Devoirs, critiques de l'Allemagne et de la France. Merz: "USE-UE Dommages substantiels"

Devoirs, critiques de l'Allemagne et de la France. Merz: « USE-UE Dommages substantiels »

L'Allemagne, la plus grande économie de l'Union européenne, subira des « dommages substantiels » en raison des fonctions américaines convenues dans le cadre de l'accord commercial conclu hier entre l'UE et les États-Unis après la réunion entre Donald Trump et Ursula von der Leyen. Pour lancer l'alarme, c'est Le chancelier allemand Friedrich Merzqui explique cependant comment « nous ne pouvions pas nous attendre à obtenir plus », soulignant que les effets négatifs de l'accord « ne seront pas limités uniquement à l'Allemagne et à l'Europe: nous verrons les effets de cette politique commerciale également en Amérique ».

La critique d'Intesa était auparavant arrivée de France. « C'est un triste jour où une alliance de peuples libres, rassemblée pour affirmer leurs valeurs et défendre leurs intérêts, décide de se soumettre », les paroles dures du Premier ministre français, François Bayrou, commentant l'accord commercial.

L'accord, qui sont les pays les plus touchés par les devoirs

Dimanche dernier, le président des États-Unis a donc annoncé l'imposition de fonctions de 15% sur tous les pays de l'Union européenne, mais les répercussions dérivant de l'entrée en vigueur des taux, prévue pour le 1er août prochain, ne seront pas uniformes.

En fait, l'Allemagne est configurée comme le principal exportateur de marchandises aux États-Unis, avec un marché d'importance primaire pour son automobile, son acier et ses machines-outils. En 2024, les exportations de ces actifs ont atteint une valeur d'un milliard de dollars. Suivez l'Irlande et l'Italie. La France, tout en présentant des secteurs stratégiques tels que l'aéronautique, l'agro-alimentation, le vin et le luxe, est moins exposé, bien que ces secteurs risquent également une perte de parts de marché.

Usulth Exultan: « Accord historique »

« Cet accord historique fournit aux Américains des niveaux d'accès sans précédent au marché de l'Union européenne et renforce l'empreinte économique de l'Amérique, dont 750 milliards de dollars d'achats d'énergie et 600 milliards de dollars d'investissements », en attendant, nous lisons dans une déclaration publiée de la Représentant du commerce américain, Jamieson Greersuite à la réalisation de « l'accord-cadre sur le commerce mutuel, équitable et équilibré » entre l'UE et les États-Unis hier.

Le président américain Donald Trump « a créé ce que les présidents américains ont ressenti et n'ont pas réussi, garantissant un accord entre les deux plus grandes économies de marché au monde tout en gardant le peuple américain au centre de l'accord commercial », explique Greer. « Cette image montre que l'Amérique peut maintenir les tâches pour réduire le déficit commercial des marchandises et débloquer simultanément l'accès au marché des Américains laborieux dont les intérêts restent fermement au centre de chaque accord conclu ».

« Je remercie le commissaire pour le commerce européen Maros Sefcovic pour sa coopération et son engagement à poursuivre le commerce mutuel et équitable avec les États-Unis », conclut le représentant américain.

Tajani: « Le nœud est un rapport euro-Dollaro, intervention de la BCE »

'' Je crois que la question que nous devons parler maintenant est celle de la relation entre l'euro et le dollar.
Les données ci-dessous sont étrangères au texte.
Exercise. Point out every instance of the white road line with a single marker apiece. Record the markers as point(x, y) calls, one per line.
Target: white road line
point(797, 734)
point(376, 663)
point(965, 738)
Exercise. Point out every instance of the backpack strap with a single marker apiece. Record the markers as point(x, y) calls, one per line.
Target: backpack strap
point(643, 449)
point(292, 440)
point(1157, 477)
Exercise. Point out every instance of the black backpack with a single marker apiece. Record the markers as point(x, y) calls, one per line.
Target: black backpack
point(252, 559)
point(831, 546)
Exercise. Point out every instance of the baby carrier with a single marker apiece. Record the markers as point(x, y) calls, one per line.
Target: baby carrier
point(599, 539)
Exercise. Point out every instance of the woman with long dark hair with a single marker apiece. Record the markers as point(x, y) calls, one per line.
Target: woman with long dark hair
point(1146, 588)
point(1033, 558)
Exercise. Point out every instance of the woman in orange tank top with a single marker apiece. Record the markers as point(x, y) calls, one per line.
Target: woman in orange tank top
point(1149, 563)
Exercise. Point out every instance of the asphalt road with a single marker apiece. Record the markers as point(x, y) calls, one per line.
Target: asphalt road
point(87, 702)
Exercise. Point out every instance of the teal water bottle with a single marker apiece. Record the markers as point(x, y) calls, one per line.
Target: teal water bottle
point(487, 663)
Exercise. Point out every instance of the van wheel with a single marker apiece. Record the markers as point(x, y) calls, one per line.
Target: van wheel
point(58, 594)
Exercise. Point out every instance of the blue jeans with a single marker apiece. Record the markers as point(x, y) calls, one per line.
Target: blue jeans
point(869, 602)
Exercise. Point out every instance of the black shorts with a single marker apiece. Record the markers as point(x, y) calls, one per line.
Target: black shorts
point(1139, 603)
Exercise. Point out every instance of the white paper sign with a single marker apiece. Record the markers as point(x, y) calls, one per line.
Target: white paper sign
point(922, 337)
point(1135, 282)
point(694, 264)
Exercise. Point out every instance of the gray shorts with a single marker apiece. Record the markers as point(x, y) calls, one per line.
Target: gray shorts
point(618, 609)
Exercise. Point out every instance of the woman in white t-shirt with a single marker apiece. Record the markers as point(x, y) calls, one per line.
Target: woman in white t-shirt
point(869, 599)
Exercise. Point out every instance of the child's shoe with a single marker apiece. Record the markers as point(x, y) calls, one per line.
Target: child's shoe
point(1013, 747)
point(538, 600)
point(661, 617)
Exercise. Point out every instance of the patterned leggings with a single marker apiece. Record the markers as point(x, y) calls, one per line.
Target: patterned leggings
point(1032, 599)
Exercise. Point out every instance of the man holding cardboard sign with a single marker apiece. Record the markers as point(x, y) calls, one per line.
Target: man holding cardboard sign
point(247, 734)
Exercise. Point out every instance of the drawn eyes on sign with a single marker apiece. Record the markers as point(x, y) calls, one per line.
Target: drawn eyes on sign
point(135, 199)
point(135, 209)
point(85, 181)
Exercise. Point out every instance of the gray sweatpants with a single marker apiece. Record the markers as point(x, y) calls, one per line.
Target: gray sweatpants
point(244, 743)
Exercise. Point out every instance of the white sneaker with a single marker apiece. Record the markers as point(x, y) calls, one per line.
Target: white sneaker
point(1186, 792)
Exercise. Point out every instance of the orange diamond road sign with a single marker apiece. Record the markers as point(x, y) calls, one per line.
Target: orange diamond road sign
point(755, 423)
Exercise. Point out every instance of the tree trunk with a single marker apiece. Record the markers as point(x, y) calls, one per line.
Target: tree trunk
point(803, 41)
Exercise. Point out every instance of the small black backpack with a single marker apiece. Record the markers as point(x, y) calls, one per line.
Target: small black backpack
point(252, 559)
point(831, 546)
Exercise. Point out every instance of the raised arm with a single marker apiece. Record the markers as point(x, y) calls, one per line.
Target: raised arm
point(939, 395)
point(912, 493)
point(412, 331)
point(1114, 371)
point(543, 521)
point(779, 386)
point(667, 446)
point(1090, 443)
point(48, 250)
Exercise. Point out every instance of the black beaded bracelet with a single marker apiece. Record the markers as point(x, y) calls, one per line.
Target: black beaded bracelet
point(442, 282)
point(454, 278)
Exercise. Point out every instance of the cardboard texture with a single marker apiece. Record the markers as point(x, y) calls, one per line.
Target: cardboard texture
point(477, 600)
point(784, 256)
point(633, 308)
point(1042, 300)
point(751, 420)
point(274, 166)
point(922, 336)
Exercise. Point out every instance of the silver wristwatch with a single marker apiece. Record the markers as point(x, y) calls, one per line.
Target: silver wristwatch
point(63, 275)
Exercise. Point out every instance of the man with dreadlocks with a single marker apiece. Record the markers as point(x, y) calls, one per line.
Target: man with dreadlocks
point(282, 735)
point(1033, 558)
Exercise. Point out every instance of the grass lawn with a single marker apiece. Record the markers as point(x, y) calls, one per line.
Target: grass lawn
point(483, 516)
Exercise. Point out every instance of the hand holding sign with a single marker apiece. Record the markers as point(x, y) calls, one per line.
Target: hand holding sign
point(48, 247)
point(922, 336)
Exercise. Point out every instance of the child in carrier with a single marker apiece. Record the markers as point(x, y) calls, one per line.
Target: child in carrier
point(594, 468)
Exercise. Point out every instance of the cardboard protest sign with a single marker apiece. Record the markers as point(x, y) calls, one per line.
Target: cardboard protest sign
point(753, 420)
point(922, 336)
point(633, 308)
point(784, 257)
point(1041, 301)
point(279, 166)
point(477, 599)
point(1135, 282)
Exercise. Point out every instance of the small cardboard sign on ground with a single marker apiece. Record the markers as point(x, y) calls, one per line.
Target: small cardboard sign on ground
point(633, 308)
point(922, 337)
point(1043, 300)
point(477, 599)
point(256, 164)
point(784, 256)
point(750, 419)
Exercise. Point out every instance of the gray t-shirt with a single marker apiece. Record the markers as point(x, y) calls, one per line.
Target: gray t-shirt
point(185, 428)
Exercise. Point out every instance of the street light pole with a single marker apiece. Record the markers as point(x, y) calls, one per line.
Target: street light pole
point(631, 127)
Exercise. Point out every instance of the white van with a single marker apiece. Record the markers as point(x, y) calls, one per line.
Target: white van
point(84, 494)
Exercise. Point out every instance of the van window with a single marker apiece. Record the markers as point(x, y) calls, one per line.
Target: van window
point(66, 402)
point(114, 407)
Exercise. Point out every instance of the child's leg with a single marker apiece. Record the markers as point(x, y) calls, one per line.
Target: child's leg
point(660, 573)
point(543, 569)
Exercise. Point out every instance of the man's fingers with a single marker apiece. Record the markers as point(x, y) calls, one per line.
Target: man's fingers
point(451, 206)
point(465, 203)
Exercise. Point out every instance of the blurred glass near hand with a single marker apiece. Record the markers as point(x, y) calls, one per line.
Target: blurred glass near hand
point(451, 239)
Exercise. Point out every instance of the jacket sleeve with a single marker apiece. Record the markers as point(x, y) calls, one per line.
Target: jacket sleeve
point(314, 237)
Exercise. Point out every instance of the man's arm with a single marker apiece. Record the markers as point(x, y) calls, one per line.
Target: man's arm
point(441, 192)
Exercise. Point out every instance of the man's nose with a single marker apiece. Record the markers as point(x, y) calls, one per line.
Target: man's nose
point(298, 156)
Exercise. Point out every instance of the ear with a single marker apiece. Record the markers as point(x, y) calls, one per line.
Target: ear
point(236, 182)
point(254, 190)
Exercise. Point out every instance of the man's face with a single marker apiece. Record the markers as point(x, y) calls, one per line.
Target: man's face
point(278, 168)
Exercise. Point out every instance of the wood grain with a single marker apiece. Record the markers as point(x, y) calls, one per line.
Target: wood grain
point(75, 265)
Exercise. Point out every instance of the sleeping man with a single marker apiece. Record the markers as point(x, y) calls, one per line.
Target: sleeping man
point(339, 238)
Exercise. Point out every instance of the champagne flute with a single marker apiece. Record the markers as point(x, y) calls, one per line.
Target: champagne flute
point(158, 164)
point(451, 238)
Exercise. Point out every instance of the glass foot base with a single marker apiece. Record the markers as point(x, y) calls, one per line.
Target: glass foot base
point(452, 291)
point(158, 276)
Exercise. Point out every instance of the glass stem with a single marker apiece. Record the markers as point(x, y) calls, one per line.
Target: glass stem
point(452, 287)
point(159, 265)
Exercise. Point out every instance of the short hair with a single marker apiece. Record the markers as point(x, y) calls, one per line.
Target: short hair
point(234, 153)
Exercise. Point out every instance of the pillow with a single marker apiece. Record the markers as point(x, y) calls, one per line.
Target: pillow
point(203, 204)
C'est le nœud principal que nous devrons affronter car le dollar a dévalué d'environ 17%, plus que les tâches de 15%. Et c'est là que vous devez aller pour gravir. C'est pourquoi je demande depuis des semaines que la BCE intervient pour faire face à ce thème. Je crois que le coût de l'argent doit encore être réduit comme cela a été fait pendant la coide. Nous sommes à 2%, vous pouvez même arriver à zéro. Et on peut penser à l'assouplissement quantitatif, c'est-à-dire à l'achat par la BCE des obligations publiques de différents pays de l'UE afin d'avoir alors plus d'argent en circulation « , a ensuite déclaré que le ministre des Affaires étrangères, Antonio Tajani, s'exprimant lors d'une conférence de presse de FI sur le Sud.

'' Cette histoire – a averti la vice-premier ministre – est encore plus importante que les tâches. La relation euro-Dollaro sera le front sur lequel nous devrons tous nous engager si nous voulons garantir la compétitivité de nos entreprises. Bien sûr, la décision dépend de la BCE, mais cet aspect monétaire ne doit pas être sous-estimé. Personne n'en parle. C'est un aspect fondamental pour garantir la compétitivité du système européen et de l'Italie ''.